Cocktail-loving tree huggers have always had reason to rejoice, even if they did not know it. It turns out that vodka – the distilled, starch-based alcohol found in popular mixed drinks from bloody Marys to White Russians – boasts eco-medicinal properties. According to the environmental Web site, The Daily Green , if a hiker comes into contact with poison ivy, immediately pouring vodka over the skin “washes away the itchy culprit, urushiol oil.” (Forest trekkers everywhere now know which spirit to keep in their flasks.)
Finlandia Vodka, a company owned by Brown-Forman Corporation , has upped vodka’s environmental cred even further by partnering with the powerhouse nonprofit organization, Trees for the Future . Through November, customers can redeem specially marked bottles of Finlandia vodka to donate a tree planting in honor of themselves, friends or family – a significantly better exchange rate than the bottles’ 5 to 15 cents redeemable value.
Finlandia’s namesake country is itself largely covered by coniferous trees like spruce, birch and Scots pine, which makes the company’s partnership particularly meaningful. “Finland’s nature and pristine glacial spring water has always been an essential element in making Finlandia Vodka,” said Nick Nelson, who serves as Finlandia’s brand manager. “We do our best to find ways to reduce our environmental footprint and this partnership allows us to give back to nature.”
Like all of the tree plantings initiated by Trees for the Future since the organization was founded in 1988, the Finlandia trees will be sown in developing countries across Africa, Asia and Central America.
According to TFTF’s Web site , founders Dave and Grace Deppner were inspired to start their organization after witnessing “illegal logging and unsustainable land management systems,” while volunteering in the Philippines during the 1970s.

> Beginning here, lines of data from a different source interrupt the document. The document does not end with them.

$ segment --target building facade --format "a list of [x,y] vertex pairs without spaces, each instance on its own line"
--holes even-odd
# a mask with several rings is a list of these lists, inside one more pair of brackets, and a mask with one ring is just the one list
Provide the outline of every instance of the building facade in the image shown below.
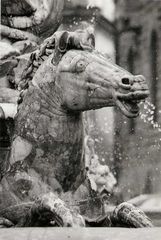
[[146,77],[137,119],[115,117],[115,170],[123,199],[161,191],[161,1],[116,0],[117,63]]

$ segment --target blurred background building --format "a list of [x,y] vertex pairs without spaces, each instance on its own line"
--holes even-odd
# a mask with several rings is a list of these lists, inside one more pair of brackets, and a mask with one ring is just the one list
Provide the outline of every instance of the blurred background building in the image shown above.
[[[161,192],[161,0],[66,0],[63,16],[61,29],[92,26],[96,49],[147,78],[150,98],[142,104],[140,117],[127,119],[114,108],[90,111],[88,131],[99,161],[117,176],[120,201]],[[0,148],[6,156],[10,139],[1,126]],[[1,151],[0,162],[4,155]]]
[[115,169],[124,200],[161,192],[161,1],[117,0],[117,63],[143,74],[150,98],[140,117],[116,113]]
[[70,26],[69,20],[93,24],[96,48],[147,78],[150,98],[139,118],[128,119],[113,108],[90,111],[90,134],[100,161],[116,173],[123,200],[160,192],[161,1],[67,1],[64,24]]

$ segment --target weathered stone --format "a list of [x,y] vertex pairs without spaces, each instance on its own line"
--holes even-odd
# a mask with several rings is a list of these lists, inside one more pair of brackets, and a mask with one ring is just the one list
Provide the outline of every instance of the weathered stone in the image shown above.
[[[95,51],[93,35],[88,38],[87,33],[61,32],[51,37],[31,54],[31,69],[25,69],[27,73],[19,82],[19,86],[24,80],[28,85],[21,87],[26,92],[15,118],[9,168],[0,194],[0,215],[15,225],[50,225],[55,217],[57,225],[70,222],[70,226],[82,226],[82,221],[77,221],[81,216],[71,206],[72,197],[77,204],[85,200],[90,217],[93,207],[101,209],[102,201],[92,195],[91,189],[89,199],[77,199],[75,195],[81,184],[89,187],[85,183],[82,112],[116,105],[126,116],[137,117],[137,102],[149,94],[143,76],[128,73]],[[31,81],[33,59],[45,55],[45,49],[54,41],[55,51],[41,62]],[[77,49],[68,50],[74,46]],[[61,200],[56,195],[66,202],[63,213],[57,212],[57,201]],[[18,208],[16,204],[21,208],[26,203],[28,207],[28,202],[37,198],[40,204],[33,203],[29,213],[21,211],[21,218],[16,212],[12,214]],[[87,212],[85,209],[83,214]],[[139,214],[137,217],[139,220]]]

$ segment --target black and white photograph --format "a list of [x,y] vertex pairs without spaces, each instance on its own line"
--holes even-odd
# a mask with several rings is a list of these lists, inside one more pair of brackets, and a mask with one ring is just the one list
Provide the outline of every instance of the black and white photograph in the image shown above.
[[160,240],[161,0],[0,12],[0,240]]

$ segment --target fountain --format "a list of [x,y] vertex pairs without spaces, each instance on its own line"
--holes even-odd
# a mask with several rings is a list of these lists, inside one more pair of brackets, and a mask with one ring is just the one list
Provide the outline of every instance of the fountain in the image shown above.
[[[66,199],[71,206],[74,198],[80,200],[80,186],[90,187],[85,182],[81,112],[117,105],[126,116],[138,116],[137,102],[148,96],[145,79],[95,51],[94,36],[88,30],[57,32],[38,50],[16,59],[16,67],[21,60],[25,67],[20,81],[12,82],[21,94],[11,155],[1,182],[1,225],[152,226],[130,204],[118,206],[111,218],[101,219],[89,219],[86,213],[82,218],[65,204]],[[106,82],[105,76],[112,79]]]

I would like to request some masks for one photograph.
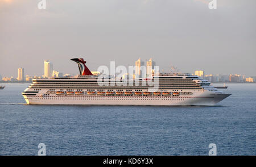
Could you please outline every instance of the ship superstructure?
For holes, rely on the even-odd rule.
[[[87,68],[83,69],[79,61],[77,63],[80,75],[75,77],[34,79],[22,93],[27,104],[213,106],[230,95],[188,73],[133,80],[100,78],[85,75],[90,72]],[[86,67],[85,63],[82,65]]]

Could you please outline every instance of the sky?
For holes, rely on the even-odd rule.
[[[152,58],[159,69],[256,76],[256,1],[0,0],[0,74],[78,74],[69,59],[135,65]]]

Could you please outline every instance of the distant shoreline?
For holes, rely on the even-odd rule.
[[[31,84],[32,83],[32,81],[22,81],[22,82],[20,82],[20,81],[13,81],[13,82],[5,82],[5,81],[0,81],[0,84]],[[211,82],[212,84],[223,84],[223,82]],[[256,84],[256,82],[225,82],[225,84]]]

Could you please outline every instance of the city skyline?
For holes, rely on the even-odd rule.
[[[122,76],[123,78],[138,78],[139,77],[150,77],[154,72],[154,67],[156,65],[156,62],[152,58],[150,58],[148,61],[146,61],[145,64],[144,61],[139,58],[136,60],[134,66],[134,73],[123,73]],[[99,75],[101,73],[98,71],[91,70],[92,73],[95,75]],[[160,73],[166,73],[164,72],[159,72]],[[167,73],[168,72],[167,72]],[[201,78],[205,79],[210,82],[255,82],[256,81],[256,76],[246,76],[245,74],[206,74],[204,70],[196,70],[194,73],[189,73],[192,75],[195,75],[200,77]],[[53,68],[53,64],[49,60],[45,60],[44,61],[44,74],[43,75],[33,74],[28,75],[24,74],[24,69],[23,68],[18,69],[18,77],[13,77],[11,76],[10,78],[3,77],[2,78],[1,74],[0,73],[0,81],[31,81],[32,78],[49,78],[49,77],[71,77],[76,76],[77,74],[66,73],[64,74],[63,72],[57,71]]]
[[[76,73],[76,57],[94,70],[152,57],[160,70],[256,75],[255,1],[221,1],[214,10],[200,1],[98,1],[53,0],[40,10],[36,1],[1,1],[2,76],[20,66],[41,74],[44,59]]]

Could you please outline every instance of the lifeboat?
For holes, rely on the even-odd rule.
[[[105,91],[98,91],[97,93],[97,94],[98,94],[98,95],[104,95],[104,94],[105,94]]]
[[[64,91],[56,91],[56,95],[61,95],[61,94],[64,94]]]
[[[114,95],[115,93],[114,91],[107,91],[106,92],[106,95]]]
[[[73,91],[67,91],[66,92],[67,95],[71,95],[71,94],[74,94],[74,92]]]
[[[160,95],[161,93],[159,92],[159,91],[155,91],[154,93],[153,93],[154,95]]]
[[[131,91],[126,91],[125,92],[125,95],[131,95],[133,94],[133,92]]]
[[[162,94],[163,94],[163,95],[170,95],[170,93],[165,91],[165,92],[163,92]]]
[[[143,95],[151,95],[152,93],[148,92],[148,91],[144,91],[143,92]]]
[[[117,91],[115,92],[116,95],[122,95],[123,94],[123,91]]]
[[[134,94],[135,94],[135,95],[142,95],[142,92],[141,92],[141,91],[135,91],[135,92],[134,93]]]
[[[96,93],[95,91],[88,91],[87,92],[88,94],[96,94]]]
[[[80,95],[80,94],[83,94],[84,92],[83,91],[76,91],[75,93],[75,94],[77,94],[77,95]]]

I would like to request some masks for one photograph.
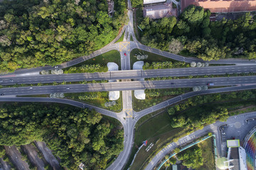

The tree loss that they saw -- which clocks in at a staggering 100,000 acres of logged forest every day -- depletes soils, threatens biodiversity, contributes to global climate change and disrupts the communities of people and animals that depend on the land for food, medicine and shelter.
Today, Trees for the Future’s plantings – 65 million trees, and counting – remain a central focus of the organization’s larger efforts to encourage sustainable agro-forestry through seed distribution and trainings for rural communities who want to restore tree cover to their land. As co-founder Dave Deppner likes to say, “It is amazing what a seed can grow.”
In the stores, consumers should look for specially designated bottles of Finlandia’s original, lime, mango, wild berries, grapefruit, and tangerine fused vodkas – which should not be difficult to find, considering it is the fifth largest premium vodka brand in the world. Finlandia’s partnership with Trees for the Future is a unique example of a company finding creative ways to foster environmental stewardship, strengthen local communities, and turn last night’s party into tomorrow’s forest.